3.2.9 Immunocytochemistry and pre-extraction

Immunocytochemistry, - or more precisely - immunofluoresence analyses were performed to provide information on presence of proteins in intact cells and simultaneously collect data on their localization. Proteins were marked with primary antibodies analogous to the immunoblot technique and fluorescence-coupled secondary antibodies were used to enable amplification and visualization of the signal with a fluorescence microscope.

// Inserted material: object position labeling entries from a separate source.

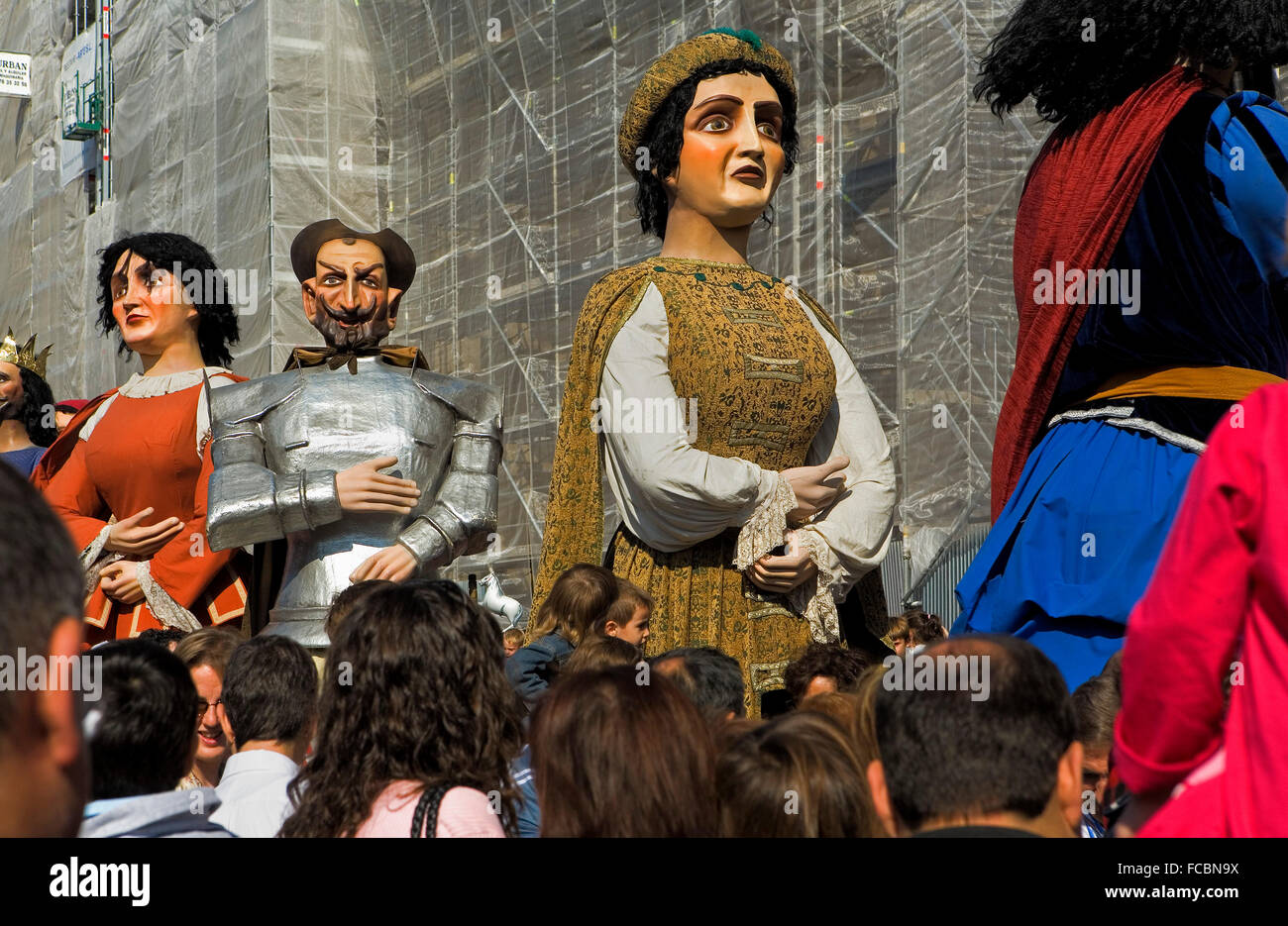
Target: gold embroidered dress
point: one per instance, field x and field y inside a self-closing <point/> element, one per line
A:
<point x="755" y="364"/>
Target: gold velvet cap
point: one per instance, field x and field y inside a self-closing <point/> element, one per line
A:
<point x="674" y="67"/>
<point x="25" y="356"/>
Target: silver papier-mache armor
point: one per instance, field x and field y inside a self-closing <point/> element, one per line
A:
<point x="279" y="441"/>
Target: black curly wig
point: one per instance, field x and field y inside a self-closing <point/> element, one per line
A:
<point x="1043" y="51"/>
<point x="217" y="327"/>
<point x="665" y="137"/>
<point x="38" y="408"/>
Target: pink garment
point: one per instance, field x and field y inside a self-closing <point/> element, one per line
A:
<point x="464" y="813"/>
<point x="1216" y="608"/>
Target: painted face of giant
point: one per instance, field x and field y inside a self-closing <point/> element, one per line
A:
<point x="732" y="158"/>
<point x="349" y="300"/>
<point x="150" y="305"/>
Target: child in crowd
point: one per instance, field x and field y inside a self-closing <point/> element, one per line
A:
<point x="914" y="629"/>
<point x="629" y="616"/>
<point x="795" y="775"/>
<point x="513" y="640"/>
<point x="579" y="598"/>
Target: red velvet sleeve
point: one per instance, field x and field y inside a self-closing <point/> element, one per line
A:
<point x="75" y="498"/>
<point x="187" y="565"/>
<point x="1184" y="634"/>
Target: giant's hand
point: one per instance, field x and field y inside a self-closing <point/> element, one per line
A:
<point x="782" y="573"/>
<point x="394" y="565"/>
<point x="815" y="487"/>
<point x="362" y="488"/>
<point x="132" y="539"/>
<point x="120" y="582"/>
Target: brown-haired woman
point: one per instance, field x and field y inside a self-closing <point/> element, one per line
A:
<point x="578" y="599"/>
<point x="417" y="723"/>
<point x="616" y="758"/>
<point x="795" y="775"/>
<point x="206" y="653"/>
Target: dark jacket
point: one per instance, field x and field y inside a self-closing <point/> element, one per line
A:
<point x="533" y="668"/>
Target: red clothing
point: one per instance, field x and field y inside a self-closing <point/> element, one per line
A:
<point x="143" y="454"/>
<point x="1216" y="608"/>
<point x="1077" y="200"/>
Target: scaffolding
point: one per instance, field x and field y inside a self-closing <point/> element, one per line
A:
<point x="485" y="136"/>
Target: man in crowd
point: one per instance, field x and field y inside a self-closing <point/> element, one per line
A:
<point x="143" y="740"/>
<point x="269" y="714"/>
<point x="709" y="677"/>
<point x="44" y="778"/>
<point x="958" y="764"/>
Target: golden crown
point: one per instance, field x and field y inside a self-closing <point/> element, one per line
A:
<point x="25" y="356"/>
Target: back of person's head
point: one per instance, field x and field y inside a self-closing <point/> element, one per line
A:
<point x="840" y="706"/>
<point x="614" y="758"/>
<point x="344" y="601"/>
<point x="142" y="740"/>
<point x="207" y="647"/>
<point x="823" y="668"/>
<point x="1095" y="706"/>
<point x="795" y="775"/>
<point x="709" y="677"/>
<point x="163" y="637"/>
<point x="601" y="652"/>
<point x="949" y="756"/>
<point x="923" y="629"/>
<point x="863" y="733"/>
<point x="270" y="689"/>
<point x="413" y="689"/>
<point x="898" y="630"/>
<point x="43" y="772"/>
<point x="579" y="596"/>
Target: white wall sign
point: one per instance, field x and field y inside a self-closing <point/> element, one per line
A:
<point x="14" y="73"/>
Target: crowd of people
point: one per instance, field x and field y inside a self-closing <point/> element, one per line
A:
<point x="1117" y="666"/>
<point x="423" y="725"/>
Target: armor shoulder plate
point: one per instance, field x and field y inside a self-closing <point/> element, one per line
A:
<point x="473" y="401"/>
<point x="253" y="399"/>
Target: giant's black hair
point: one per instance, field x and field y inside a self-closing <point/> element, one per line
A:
<point x="217" y="327"/>
<point x="665" y="137"/>
<point x="38" y="408"/>
<point x="1078" y="58"/>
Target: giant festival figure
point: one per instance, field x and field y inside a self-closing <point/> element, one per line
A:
<point x="772" y="493"/>
<point x="294" y="451"/>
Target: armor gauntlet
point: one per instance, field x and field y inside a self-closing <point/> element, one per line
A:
<point x="464" y="513"/>
<point x="252" y="504"/>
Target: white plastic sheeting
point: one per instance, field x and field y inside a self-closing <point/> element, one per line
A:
<point x="484" y="133"/>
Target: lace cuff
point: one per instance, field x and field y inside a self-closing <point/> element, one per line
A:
<point x="814" y="599"/>
<point x="767" y="526"/>
<point x="163" y="608"/>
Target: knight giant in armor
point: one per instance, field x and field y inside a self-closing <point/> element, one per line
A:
<point x="366" y="463"/>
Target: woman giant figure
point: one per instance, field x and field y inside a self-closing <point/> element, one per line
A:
<point x="129" y="474"/>
<point x="772" y="491"/>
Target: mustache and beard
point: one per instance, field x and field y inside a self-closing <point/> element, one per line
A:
<point x="365" y="327"/>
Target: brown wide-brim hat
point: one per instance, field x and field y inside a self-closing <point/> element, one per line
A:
<point x="674" y="67"/>
<point x="399" y="259"/>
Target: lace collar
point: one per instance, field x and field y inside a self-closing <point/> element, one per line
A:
<point x="140" y="386"/>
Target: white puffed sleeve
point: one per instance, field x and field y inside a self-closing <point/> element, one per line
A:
<point x="670" y="493"/>
<point x="850" y="537"/>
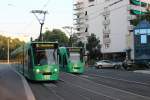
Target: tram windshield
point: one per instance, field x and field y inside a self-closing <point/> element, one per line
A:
<point x="45" y="57"/>
<point x="74" y="56"/>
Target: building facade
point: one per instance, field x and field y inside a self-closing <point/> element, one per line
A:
<point x="110" y="21"/>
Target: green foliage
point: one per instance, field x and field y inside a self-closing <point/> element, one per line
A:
<point x="56" y="35"/>
<point x="139" y="18"/>
<point x="93" y="46"/>
<point x="13" y="44"/>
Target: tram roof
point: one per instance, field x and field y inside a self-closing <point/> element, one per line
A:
<point x="143" y="25"/>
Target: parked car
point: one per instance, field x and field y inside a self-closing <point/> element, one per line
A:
<point x="108" y="63"/>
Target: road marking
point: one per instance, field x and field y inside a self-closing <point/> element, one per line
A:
<point x="28" y="90"/>
<point x="112" y="89"/>
<point x="49" y="86"/>
<point x="92" y="91"/>
<point x="121" y="79"/>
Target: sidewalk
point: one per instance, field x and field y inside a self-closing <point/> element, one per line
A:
<point x="13" y="86"/>
<point x="143" y="71"/>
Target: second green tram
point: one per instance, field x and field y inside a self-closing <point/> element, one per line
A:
<point x="71" y="59"/>
<point x="38" y="61"/>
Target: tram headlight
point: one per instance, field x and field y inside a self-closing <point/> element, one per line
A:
<point x="37" y="70"/>
<point x="55" y="69"/>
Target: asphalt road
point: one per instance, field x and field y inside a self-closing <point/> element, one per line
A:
<point x="12" y="85"/>
<point x="103" y="84"/>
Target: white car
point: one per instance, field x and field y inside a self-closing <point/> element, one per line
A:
<point x="107" y="63"/>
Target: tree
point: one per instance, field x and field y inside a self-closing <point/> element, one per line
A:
<point x="93" y="46"/>
<point x="56" y="35"/>
<point x="13" y="44"/>
<point x="141" y="17"/>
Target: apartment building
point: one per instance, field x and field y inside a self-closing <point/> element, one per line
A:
<point x="110" y="21"/>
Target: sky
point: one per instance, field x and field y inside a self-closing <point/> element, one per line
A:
<point x="16" y="18"/>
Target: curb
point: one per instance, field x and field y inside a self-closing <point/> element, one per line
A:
<point x="28" y="91"/>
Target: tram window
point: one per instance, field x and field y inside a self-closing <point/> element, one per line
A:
<point x="75" y="56"/>
<point x="143" y="39"/>
<point x="29" y="58"/>
<point x="64" y="60"/>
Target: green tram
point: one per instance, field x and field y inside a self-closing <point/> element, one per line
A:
<point x="38" y="61"/>
<point x="71" y="59"/>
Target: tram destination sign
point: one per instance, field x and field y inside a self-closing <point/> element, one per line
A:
<point x="74" y="49"/>
<point x="45" y="46"/>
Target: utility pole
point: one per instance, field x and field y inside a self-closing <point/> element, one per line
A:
<point x="41" y="20"/>
<point x="69" y="30"/>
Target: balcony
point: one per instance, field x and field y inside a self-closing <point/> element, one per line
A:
<point x="106" y="22"/>
<point x="131" y="17"/>
<point x="78" y="3"/>
<point x="131" y="27"/>
<point x="79" y="13"/>
<point x="137" y="8"/>
<point x="106" y="31"/>
<point x="106" y="40"/>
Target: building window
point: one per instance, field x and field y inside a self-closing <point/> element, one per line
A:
<point x="143" y="39"/>
<point x="85" y="13"/>
<point x="107" y="45"/>
<point x="86" y="30"/>
<point x="91" y="0"/>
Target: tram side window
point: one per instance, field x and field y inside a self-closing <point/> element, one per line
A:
<point x="60" y="59"/>
<point x="64" y="60"/>
<point x="143" y="39"/>
<point x="29" y="58"/>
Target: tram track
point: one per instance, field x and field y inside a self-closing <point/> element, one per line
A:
<point x="113" y="92"/>
<point x="117" y="79"/>
<point x="125" y="85"/>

For detection of irradiation-induced foci by immunofluorescence, cells were seeded and grown on cover glasses in six-well plates (Nunc) one day prior to IR treatment. Depending on the experimental setting, cells were washed three times in 1x PBS and fixed at time points ranging from 1 h to 48 h, by treatment with 3 % (w/v) formaldehyde, 2 %(w/v) sucrose in PBS for 10 min. Permeabilization was performed with 0.2 %(v/v) triton X-100 in PBS, in order to allow penetration of the cell membrane by antibodies. Primary antibodies against the target proteins were incubated in 2 % (w/v) normal goat serum (Dianova) for 2 h. After PBS washing, cells were incubated with Alexa Fluor Anti-mouse IgG 488 (Invitrogen, #A11018) and Alexa Fluor Anti-rabbit IgG 546 (Invitrogen, #A11071) or FITC-conjugated Anti-mouse IgG antibody (Zymed, #62-6511) and Alexa Fluor Anti-rabbit IgG 488 (Invitrogen, #A11070) for 2 h, respectively. DNA was counterstained with DAPI (Invitrogen) and cover classes were mounted onto slides with Pro-Long® Gold (Invitrogen) and dried overnight before evaluation by fluorescence microscopy. For pre-extraction of proteins, which are abundant in the cytoplasm, cells were subjected to detergent extraction with pre-extraction buffer containing 10 mM Hepes (pH 6.8), 100 mM NaCl, 300 mM sucrose, 3 mM MgCl2, 1 mM EGTA and 0.5 % triton X-100 in PBS for 5–10 min to remove the majority of non–chromatin-bound proteins before fixation and immunostaining, in order to enable a noisefree view of the nuclear forms of these proteins²⁶⁵.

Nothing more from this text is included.